SÜDSUDAN

Sensibilisierung | Projektdauer: 2015–2019

Südsudan ist der jüngste Staat der Welt. Die Region befand sich mehr als fünfzig Jahre fast ununterbrochen im Krieg. Der 2013 nach kurzer Pause wieder ausgebrochene Konflikt ist zwar seit Sommer 2018 offiziell zu Ende, führte aber zu einer der grössten humanitären Katastrophen weltweit. Millionen von Menschen sind auf der Flucht, abhängig von Hilfsorganisationen, bedroht von Hunger und Krankheiten – und Unmengen explosiver Kriegsmaterialrückstände, die auch die Helfer behindern. 

Das Projekt

Minenräumung in einem laufenden Konflikt ist höchst gefährlich.

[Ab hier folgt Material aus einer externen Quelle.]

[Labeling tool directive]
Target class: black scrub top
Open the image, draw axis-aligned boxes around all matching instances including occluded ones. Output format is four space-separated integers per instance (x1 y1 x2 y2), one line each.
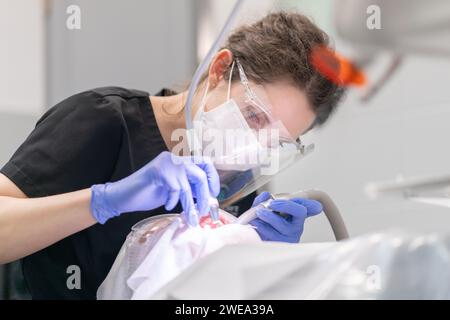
1 87 253 299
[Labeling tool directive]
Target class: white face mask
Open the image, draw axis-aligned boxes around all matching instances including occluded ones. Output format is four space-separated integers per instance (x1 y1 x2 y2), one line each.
193 62 264 171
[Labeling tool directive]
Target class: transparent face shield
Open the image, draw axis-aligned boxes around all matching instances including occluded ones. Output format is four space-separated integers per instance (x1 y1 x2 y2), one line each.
194 60 314 206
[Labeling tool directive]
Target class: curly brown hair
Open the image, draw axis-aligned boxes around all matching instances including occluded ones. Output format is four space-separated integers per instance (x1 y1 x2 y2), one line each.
213 11 345 125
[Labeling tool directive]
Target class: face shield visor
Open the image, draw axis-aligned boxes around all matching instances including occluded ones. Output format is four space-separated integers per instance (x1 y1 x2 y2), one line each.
193 60 313 206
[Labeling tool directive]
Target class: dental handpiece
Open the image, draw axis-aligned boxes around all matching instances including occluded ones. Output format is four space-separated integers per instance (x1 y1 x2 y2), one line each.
208 197 219 222
234 194 289 224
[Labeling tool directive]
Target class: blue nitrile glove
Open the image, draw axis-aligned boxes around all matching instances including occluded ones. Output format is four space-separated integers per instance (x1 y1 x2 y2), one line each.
91 151 220 226
250 192 322 243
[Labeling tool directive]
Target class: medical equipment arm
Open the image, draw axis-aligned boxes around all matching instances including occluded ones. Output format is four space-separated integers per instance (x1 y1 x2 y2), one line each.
236 189 349 241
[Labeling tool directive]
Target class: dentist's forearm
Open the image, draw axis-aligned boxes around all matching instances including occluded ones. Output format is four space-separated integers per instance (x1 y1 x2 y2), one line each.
0 189 96 264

Entminte Gebiete werden durch Kämpfe gleich wieder kontaminiert. WoM konzentriert sich daher auf die Sensibilisierung der Bevölkerung. Wir finanzieren ein mobiles Team von DanChurchAid (DCA), das Menschen in verminten Gebieten mit alters- und geschlechtsspezifischen Methoden auf die Gefahren aufmerksam macht. Auch bildet es Jugendliche und Erwachsene zu «Botschaftern» aus.

Zum Beispiel Emmanuel Sebit Kenyi, «Peer Risk Educator»

Emmanuel ist Primarschüler. Da seine Familie nicht für sein Schulgeld aufkommen kann, sammelte er Altmetall und verkaufte es. So konnte er selbst die Schulgebühren bezahlen, Stifte und Bücher kaufen. Das machte ihn stolz. Doch als unser Risikoaufklärungsteam seine Schule besuchte, bekam Emmanuel einen Riesenschreck. Er realisierte, dass die meisten Metallstücke, die er sorglos aufgesammelt hatte, Munitionsreste waren. Diese hätten jederzeit explodieren können. Er hatte sich und seine Familie höchster Gefahr ausgesetzt.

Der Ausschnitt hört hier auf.